The whole things starts by getting a demo together!!! Not easy… a band can’t afford to hire a studio. They generally do what’s termed a home recording. A crazy example: Years ago, Disneyland After Dark went to Mega Records in Copenhagen, Denmark, and presented what was recorded on a Dictaphone placed on the floor of their rehearsal room. The sound was horrific. Claes insisted signing this punk rock band and they’re still active. However, he had to deal with Disney, they were threatening a court case, unless their name got changed.
They changed it to D-A-D right away and they’re the very first #1 rock band in Denmark. A manager won’t deliver anything at all to the label. It is generally the band doing the leg-work. They will start honing in on that would understand their music and be enthusiastic right
A typical record label boss is crazy, unpredictable, dictatorial, but still willing and occasionally listen to a crew’s advice. He or she has to be forcibly on top of every major decision, especially those having to do with costs! The daily nitty-gritty is handled by the crew. Anyone making stupid decisions is fired right away. A boss is always supervising meetings with lawyers about contracts.
A RC wants to sell TONS of records. That’s the only aim and all about conquering the whole planet! Some bands are let loose, do whatever you want. Others are under constant control and have to follow orders. A producer is along the same lines and gets a royalty share! Plus wanting to impose his or her own sound.

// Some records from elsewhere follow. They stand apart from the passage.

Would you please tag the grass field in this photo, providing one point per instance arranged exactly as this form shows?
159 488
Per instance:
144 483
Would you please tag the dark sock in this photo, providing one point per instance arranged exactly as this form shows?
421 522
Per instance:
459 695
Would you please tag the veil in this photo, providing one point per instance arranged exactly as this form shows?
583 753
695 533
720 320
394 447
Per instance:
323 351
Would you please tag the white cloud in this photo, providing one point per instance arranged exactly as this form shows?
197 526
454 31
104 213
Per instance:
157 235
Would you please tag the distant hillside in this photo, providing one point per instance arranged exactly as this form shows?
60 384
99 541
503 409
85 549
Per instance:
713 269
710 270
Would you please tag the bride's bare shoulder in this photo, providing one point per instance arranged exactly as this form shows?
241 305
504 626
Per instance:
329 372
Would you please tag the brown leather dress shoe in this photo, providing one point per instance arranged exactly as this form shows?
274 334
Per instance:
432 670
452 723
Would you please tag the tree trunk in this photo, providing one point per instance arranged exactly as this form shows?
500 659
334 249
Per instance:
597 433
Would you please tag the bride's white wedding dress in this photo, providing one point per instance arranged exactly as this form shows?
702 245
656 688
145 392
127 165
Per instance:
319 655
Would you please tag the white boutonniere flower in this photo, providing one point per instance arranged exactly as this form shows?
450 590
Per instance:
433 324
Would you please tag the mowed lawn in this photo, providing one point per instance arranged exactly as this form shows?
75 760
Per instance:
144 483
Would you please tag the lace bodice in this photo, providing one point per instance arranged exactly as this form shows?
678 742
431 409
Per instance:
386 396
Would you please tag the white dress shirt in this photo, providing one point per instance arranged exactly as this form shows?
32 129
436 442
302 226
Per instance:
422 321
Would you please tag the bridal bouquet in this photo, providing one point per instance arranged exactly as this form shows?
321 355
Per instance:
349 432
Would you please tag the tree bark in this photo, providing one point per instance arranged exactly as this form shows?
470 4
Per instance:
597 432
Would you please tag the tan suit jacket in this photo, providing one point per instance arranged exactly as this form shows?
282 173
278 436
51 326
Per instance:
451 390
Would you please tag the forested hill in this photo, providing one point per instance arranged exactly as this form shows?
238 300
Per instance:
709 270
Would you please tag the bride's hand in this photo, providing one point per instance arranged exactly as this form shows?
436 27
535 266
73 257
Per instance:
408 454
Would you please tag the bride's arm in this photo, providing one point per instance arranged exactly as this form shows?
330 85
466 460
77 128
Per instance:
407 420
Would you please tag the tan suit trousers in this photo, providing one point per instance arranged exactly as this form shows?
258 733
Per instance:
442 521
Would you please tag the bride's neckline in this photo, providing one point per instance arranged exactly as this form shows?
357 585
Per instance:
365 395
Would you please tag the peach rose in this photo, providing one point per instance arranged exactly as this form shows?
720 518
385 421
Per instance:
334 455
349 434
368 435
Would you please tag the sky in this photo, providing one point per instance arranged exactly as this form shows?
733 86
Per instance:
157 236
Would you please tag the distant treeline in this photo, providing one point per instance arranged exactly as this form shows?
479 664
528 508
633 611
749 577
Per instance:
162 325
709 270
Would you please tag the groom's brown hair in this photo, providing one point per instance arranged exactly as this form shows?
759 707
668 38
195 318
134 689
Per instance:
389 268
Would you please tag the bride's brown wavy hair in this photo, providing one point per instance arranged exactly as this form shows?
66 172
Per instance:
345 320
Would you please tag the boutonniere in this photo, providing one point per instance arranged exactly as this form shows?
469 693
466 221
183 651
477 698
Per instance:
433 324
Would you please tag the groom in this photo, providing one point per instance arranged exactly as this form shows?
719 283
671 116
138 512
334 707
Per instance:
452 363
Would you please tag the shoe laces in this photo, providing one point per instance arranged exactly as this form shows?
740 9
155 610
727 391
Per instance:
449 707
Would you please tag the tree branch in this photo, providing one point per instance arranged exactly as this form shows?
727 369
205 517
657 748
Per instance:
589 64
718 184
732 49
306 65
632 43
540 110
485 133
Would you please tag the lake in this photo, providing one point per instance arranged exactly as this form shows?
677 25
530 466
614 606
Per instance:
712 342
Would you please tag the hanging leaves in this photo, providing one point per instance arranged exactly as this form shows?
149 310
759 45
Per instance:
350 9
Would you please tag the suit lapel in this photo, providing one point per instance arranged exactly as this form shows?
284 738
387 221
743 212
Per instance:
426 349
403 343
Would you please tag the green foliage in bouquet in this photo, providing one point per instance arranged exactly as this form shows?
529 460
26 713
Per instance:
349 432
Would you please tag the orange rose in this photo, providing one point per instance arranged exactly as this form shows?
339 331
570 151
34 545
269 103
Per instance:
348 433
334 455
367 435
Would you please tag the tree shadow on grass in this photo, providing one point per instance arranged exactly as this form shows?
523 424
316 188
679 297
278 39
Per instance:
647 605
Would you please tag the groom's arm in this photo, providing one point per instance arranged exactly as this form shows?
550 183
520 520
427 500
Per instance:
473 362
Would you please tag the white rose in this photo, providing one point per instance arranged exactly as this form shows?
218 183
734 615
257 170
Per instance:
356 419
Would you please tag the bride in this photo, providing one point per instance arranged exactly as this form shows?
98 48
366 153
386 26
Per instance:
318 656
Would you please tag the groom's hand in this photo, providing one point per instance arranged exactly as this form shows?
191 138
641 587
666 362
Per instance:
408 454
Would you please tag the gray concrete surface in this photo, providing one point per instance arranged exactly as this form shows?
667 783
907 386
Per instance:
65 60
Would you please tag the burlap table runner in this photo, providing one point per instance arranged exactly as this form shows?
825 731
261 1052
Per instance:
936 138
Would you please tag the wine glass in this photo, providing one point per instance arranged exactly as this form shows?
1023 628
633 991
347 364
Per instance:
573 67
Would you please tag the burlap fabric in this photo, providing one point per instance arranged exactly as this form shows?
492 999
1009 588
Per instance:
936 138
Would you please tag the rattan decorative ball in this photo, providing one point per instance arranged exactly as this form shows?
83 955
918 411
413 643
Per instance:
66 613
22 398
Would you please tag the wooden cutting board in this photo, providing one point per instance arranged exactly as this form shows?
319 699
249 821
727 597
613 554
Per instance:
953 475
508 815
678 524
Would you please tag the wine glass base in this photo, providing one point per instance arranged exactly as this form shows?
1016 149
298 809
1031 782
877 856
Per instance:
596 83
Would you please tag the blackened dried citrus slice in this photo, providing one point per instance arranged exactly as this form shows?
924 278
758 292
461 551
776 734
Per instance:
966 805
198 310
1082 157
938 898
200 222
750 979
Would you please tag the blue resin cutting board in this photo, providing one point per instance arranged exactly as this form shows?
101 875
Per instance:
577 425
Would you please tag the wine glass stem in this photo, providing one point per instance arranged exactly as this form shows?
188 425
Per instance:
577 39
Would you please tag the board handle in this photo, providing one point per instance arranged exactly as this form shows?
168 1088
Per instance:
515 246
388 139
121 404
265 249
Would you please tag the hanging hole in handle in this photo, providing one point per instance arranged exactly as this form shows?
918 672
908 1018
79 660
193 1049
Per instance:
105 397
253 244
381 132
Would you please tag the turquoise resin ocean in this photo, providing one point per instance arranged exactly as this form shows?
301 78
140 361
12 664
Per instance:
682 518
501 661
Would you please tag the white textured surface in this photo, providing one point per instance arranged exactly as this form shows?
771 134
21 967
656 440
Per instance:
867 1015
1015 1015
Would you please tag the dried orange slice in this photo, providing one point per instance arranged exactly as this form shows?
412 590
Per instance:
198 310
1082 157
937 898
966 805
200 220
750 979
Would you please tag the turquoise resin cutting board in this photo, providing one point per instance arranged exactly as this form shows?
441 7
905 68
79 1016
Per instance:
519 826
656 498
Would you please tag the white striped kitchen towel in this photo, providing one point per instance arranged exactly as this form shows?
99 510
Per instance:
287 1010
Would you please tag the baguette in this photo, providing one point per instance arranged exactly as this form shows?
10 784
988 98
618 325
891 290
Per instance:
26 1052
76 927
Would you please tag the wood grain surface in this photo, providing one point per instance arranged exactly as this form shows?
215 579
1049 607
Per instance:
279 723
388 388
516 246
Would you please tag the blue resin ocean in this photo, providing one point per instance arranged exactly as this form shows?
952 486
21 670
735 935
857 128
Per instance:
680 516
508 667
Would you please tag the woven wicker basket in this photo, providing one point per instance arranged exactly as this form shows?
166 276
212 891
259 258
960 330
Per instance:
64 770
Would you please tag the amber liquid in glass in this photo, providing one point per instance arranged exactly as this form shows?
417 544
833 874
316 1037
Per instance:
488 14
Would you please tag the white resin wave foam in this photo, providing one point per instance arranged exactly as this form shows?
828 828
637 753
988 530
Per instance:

Lawyers play a very major role in having to deal with a lot of stuff. Few are versed in music business, as already delineated. They’re however useful for contracts about investements and handling expenses. In Mega’s case, they were in theory to supervise artist and license deals, but rarely did.
Record labels abroad have fit their OWN markets to sell tons of records! They might well have opinions as to what’s a single for their territory. What’ll work in Japan might not be what works in Europe or the USA.
When composing a song, there are royalties due to composers for recordings plus radio, TV and live performances. There are copyright societies collecting everything and then passing income on to for example societies in Sweden, after taking a share for themselves. They also deal with plagiary and non-approved illicit uses of songs. Most countries have two copyright societies: one for what’s called mechanical reproduction (records sold) and the other one dealing with the rest. In the US: American Society of Composers, Authors and Publishers(ASCAP) for mechanicals and Broadcast Music International (BMI) for performances on radio, TV, vids and live. The split of it all is 1/3rd to each of the composers / authors / publishers. Any cover version is also a copyright matter as no royalty is paid to band members.
Unless we’re talking about a multinational company covering the entire planet, a smaller label, like Mega, licences rights to record labels abroad for what’s called a “territory”. An international label has a head office somewhere trying to convince local territories to release the band’s albums and singles; not easy even though a head office has,in theory, dictatorial powers. Local head offices decide on their own whether to promote or not. The implication for a band is “Why are we not released/ promoted in X country?”.
Who’s laughing all the way to the bank?
RL/publishers and the band. To some extent also manager, lawyers and tour promoters… and not to forget banks!